With more launches than Russia last year, Elon Musk’s rocket company SpaceX made waves in 2017. It also tore a hole in the ionosphere.
Scientists have determined that the launch of the company’s Falcon 9 rocket on Aug. 24 punched a temporary hole into a layer of the Earth’s atmosphere nearly 560 miles wide.
While the effect is not permanent, here is how the rocket impacted the ionosphere and what it means as humans move forward with space flight.
What is the ionosphere?
The ionosphere is the layer of our planet’s upper atmosphere between 75 km and 1000 km (or between 46 and 621 miles) where the sun’s energy and cosmic radiation ionize atoms. The solar and cosmic rays strip atoms in the area of one or more of their electrons, giving them a positive charge and leaving the electrons to act as free particles.
This is the part of the atmosphere where auroras occur. It overlaps the mesosphere, thermosphere, and exosphere.
The ionosphere is important because the concentration of ions and free electrons allows it to reflect radio waves. This facilitates radio communications across distant points on Earth as well as between satellites and Earth.

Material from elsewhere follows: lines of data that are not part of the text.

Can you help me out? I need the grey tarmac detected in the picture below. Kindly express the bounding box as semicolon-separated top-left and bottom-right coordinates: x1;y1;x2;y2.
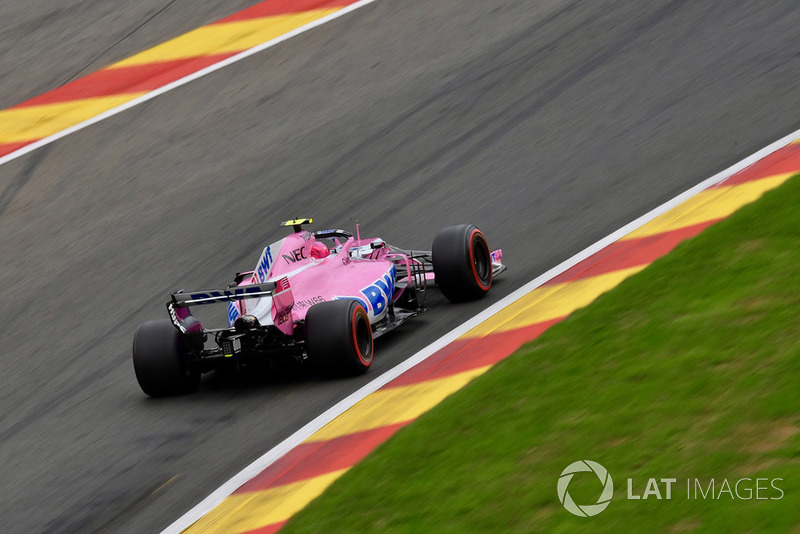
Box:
0;1;799;532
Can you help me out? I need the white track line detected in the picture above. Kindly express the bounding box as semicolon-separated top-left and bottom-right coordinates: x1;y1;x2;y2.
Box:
162;128;800;533
0;0;380;169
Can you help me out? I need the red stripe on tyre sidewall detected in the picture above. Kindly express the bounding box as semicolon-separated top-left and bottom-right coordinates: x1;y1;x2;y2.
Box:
351;305;372;366
469;228;492;291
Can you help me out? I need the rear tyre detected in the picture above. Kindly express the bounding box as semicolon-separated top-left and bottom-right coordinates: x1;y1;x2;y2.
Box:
305;300;373;376
132;319;200;397
432;224;492;302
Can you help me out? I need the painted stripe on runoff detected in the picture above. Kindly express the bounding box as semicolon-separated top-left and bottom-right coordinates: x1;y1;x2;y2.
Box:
0;0;375;165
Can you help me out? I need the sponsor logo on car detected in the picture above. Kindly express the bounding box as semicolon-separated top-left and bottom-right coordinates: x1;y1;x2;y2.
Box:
275;311;291;325
168;303;186;332
282;246;308;264
315;228;340;236
227;302;241;326
276;277;291;292
359;265;396;314
294;296;327;309
256;245;273;282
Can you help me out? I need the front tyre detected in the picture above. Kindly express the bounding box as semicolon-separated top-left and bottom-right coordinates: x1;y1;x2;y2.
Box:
432;224;492;302
132;319;200;397
305;300;373;376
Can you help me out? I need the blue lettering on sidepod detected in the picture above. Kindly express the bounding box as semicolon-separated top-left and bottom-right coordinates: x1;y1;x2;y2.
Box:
360;265;396;314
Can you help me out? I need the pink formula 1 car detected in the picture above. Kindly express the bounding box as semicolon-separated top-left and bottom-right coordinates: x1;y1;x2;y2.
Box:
132;219;505;396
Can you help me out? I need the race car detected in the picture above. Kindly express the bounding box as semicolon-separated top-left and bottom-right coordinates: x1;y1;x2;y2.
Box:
132;219;505;396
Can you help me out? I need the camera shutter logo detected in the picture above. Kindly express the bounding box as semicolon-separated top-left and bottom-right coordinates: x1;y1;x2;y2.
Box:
557;460;614;517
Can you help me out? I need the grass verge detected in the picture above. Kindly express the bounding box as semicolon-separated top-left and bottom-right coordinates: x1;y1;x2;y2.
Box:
283;175;800;533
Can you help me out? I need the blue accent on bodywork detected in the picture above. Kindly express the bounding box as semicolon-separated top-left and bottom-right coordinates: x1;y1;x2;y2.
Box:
256;246;273;282
227;302;240;326
358;265;396;313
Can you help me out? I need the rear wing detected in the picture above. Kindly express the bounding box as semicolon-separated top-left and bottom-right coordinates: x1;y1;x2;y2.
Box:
170;282;277;308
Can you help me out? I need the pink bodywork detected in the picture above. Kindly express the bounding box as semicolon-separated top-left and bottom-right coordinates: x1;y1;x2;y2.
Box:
228;231;398;335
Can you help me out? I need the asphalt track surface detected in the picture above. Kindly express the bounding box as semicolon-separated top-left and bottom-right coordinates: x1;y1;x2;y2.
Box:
1;1;800;532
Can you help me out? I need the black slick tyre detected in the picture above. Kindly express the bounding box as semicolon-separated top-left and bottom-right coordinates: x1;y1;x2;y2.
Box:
132;319;200;397
432;224;492;302
305;300;373;376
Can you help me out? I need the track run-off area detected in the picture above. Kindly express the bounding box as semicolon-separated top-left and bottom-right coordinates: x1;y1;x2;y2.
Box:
1;1;800;532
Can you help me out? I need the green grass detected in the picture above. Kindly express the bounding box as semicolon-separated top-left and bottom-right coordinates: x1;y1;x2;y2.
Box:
283;175;800;533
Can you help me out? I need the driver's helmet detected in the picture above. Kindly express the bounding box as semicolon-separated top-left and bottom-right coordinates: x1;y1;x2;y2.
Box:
310;241;330;260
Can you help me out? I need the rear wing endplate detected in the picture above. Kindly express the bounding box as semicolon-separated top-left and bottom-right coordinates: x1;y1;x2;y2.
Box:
170;282;276;308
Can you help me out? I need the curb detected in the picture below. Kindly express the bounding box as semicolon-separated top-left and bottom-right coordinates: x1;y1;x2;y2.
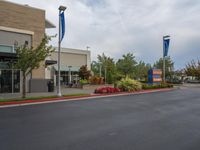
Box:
0;88;174;108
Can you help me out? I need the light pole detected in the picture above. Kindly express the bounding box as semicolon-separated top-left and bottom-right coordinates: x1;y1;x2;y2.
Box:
163;35;170;83
68;66;72;85
104;66;107;84
99;63;102;77
57;5;66;97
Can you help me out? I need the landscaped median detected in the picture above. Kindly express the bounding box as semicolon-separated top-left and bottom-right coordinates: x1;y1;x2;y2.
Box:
0;84;174;107
94;78;174;94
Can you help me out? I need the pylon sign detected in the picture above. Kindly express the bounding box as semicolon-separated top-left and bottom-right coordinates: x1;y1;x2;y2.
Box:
148;69;162;84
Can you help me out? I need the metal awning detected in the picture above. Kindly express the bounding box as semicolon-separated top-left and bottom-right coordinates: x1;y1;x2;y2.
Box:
45;19;56;28
45;60;57;66
0;52;17;60
53;66;80;72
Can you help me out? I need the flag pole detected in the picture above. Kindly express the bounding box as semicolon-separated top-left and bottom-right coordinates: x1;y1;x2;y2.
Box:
163;35;170;83
163;36;165;83
57;6;66;97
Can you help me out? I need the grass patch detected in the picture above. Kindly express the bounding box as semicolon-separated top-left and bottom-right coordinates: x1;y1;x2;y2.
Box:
62;93;89;97
0;93;90;103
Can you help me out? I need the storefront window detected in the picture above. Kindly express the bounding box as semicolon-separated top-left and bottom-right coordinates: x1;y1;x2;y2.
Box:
0;45;14;53
0;69;20;93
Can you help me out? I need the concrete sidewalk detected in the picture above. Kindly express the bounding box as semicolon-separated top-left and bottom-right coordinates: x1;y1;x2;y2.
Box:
0;87;94;99
0;88;174;108
182;83;200;88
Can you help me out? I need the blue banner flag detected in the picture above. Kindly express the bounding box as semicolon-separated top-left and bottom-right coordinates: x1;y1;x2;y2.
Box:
163;38;170;57
60;11;65;41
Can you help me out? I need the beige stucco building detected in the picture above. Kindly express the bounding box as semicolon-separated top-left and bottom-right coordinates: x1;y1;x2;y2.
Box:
0;0;55;79
0;1;91;93
45;48;91;86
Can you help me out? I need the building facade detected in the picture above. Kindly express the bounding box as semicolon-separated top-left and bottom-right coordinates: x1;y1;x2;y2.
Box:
0;0;55;93
0;1;91;93
46;48;91;87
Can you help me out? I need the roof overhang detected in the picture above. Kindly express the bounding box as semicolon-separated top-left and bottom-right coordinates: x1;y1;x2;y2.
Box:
45;60;57;66
53;66;80;72
45;19;56;28
0;52;17;61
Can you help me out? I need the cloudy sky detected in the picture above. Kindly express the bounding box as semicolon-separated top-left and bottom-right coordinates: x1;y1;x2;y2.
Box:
8;0;200;69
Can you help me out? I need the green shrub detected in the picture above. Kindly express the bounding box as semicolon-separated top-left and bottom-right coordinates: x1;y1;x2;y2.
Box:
107;71;114;84
79;79;89;85
142;83;173;89
116;78;142;92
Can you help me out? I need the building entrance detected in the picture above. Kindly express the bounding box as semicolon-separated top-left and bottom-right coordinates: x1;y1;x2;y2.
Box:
0;69;20;93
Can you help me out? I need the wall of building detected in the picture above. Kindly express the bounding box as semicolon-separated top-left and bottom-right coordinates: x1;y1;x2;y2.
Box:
51;52;87;67
0;0;46;79
0;30;32;49
50;48;91;70
0;1;45;47
46;48;91;86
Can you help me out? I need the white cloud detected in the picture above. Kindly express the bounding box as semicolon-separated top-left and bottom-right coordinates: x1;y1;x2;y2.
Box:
7;0;200;69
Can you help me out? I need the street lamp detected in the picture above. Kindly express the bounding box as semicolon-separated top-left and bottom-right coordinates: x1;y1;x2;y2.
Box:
104;66;107;85
68;66;72;86
59;6;66;11
163;35;170;83
99;63;102;77
57;5;67;97
86;46;90;51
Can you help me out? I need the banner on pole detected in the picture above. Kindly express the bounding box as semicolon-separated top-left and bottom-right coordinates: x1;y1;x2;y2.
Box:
163;38;170;57
60;11;65;42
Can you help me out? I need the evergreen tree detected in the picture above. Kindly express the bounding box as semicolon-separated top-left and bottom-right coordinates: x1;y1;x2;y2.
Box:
154;56;174;79
116;53;137;78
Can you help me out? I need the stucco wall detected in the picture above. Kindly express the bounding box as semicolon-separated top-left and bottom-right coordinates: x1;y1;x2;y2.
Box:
0;1;46;79
51;52;87;67
0;1;45;47
50;48;91;70
0;30;32;48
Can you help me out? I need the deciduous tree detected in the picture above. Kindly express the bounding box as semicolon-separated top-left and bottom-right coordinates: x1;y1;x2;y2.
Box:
79;65;91;80
185;60;200;79
14;34;54;98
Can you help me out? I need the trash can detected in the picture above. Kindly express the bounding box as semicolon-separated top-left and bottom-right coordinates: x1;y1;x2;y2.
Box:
48;80;54;92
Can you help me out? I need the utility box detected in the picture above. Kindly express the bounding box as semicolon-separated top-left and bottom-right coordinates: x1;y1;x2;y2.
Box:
148;69;162;84
47;80;54;92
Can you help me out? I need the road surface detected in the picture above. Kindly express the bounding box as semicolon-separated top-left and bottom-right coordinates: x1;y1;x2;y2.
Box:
0;87;200;150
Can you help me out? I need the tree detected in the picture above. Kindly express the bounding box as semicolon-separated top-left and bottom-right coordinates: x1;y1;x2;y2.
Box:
185;60;200;79
79;65;91;80
173;69;185;82
154;56;174;80
134;61;151;81
116;53;137;78
91;61;100;76
92;53;116;83
14;34;54;98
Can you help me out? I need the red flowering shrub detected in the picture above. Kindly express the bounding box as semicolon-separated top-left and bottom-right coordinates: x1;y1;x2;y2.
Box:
94;87;121;94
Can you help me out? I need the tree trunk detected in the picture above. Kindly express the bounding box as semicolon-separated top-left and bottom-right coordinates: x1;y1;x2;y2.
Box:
22;72;26;98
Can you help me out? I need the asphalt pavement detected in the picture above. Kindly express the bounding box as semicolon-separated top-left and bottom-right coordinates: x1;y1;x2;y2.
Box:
0;87;200;150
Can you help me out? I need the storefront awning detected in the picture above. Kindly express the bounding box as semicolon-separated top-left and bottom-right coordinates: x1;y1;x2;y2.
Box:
0;52;17;61
53;66;80;72
45;19;56;28
45;60;57;66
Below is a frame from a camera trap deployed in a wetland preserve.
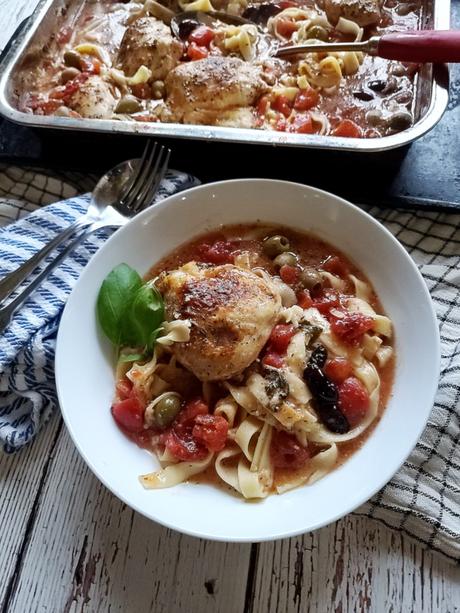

During the day, X-rays and UV light from the sun provide energy that continuously knocks electrons from atoms, creating ions and free electrons. These separate particles are constantly colliding, recombining, and becoming electrically neutral atoms again. So at night, without the energy from the sun, more particles combine than are ionized and the ionosphere shrinks. While the cosmic radiation still affects this part of the atmosphere, only the atoms at the upper portion continue to be ionized.
What happened during the SpaceX launch?
Rather than fighting the force of gravity to fly straight up into the sky, rockets normally take a curving trajectory and travel nearly parallel to the planet’s surface at about 80 or 100 km above the Earth. This allows the space crafts to carry larger and heavier objects into orbit than would be physically possible with a vertical flight path.
For the Formosat-5 mission SpaceX flew in August 2017, the Falcon 9 rocket was carrying an Earth observation satellite for Taiwan’s National Space Organization that weighed just 475 kg — a light payload for the Falcon 9.
Since the satellite was light enough, the rocket took a nearly vertical path into space. This caused the Falcon 9 booster and second stage to create circular shockwaves and punch the large hole through the plasma of the ionosphere. The 559-mile hole lasted for up to three hours.
Is this a problem?
The hole caused by the SpaceX launch was only temporary, but as commercial rockets take more and more satellites into orbit, the disruptions in the ionosphere will happen more often. Private space companies received $3.9 billion in private investments during 2017 and the industry is projected to be worth nearly $3 trillion by 2040.
One consequence of this growth and an increased number of rockets tearing through the atmosphere could be errors in global position system (GPS) navigation, scientists say.
When the Falcon 9’s second stage rocket burnt through plasma in the ionosphere and created the hole about 13 minutes after launch, it likely caused about a one-meter error in GPS programs, according to a paper in Space Weather.
The lead author of the study, Charles C. H. Lin from the National Cheng Kung University in Taiwan, describes a rocket launch like a small volcano erupting, unloading energy into the middle and upper atmosphere in a way that’s comparable to what we see from a magnetic storm.
Currently, the impact from a single launch remains relatively insignificant.
“Without considering the rocket launch effects, there are errors from the ionosphere, troposphere, and other factors that will produce up to 20-meter errors or more,” he told Ars Technica.
But the impact will grow as space technology continues to develop.
“Humans are entering an era that rocket launches are becoming usual and frequent due to a reduced cost by reusable rockets,” Lin said. “Meanwhile, humans are developing more powerful rockets to send cargoes to other planets. These two factors will gradually affect the middle and upper atmosphere more, and that is worthwhile to pay some attention to.”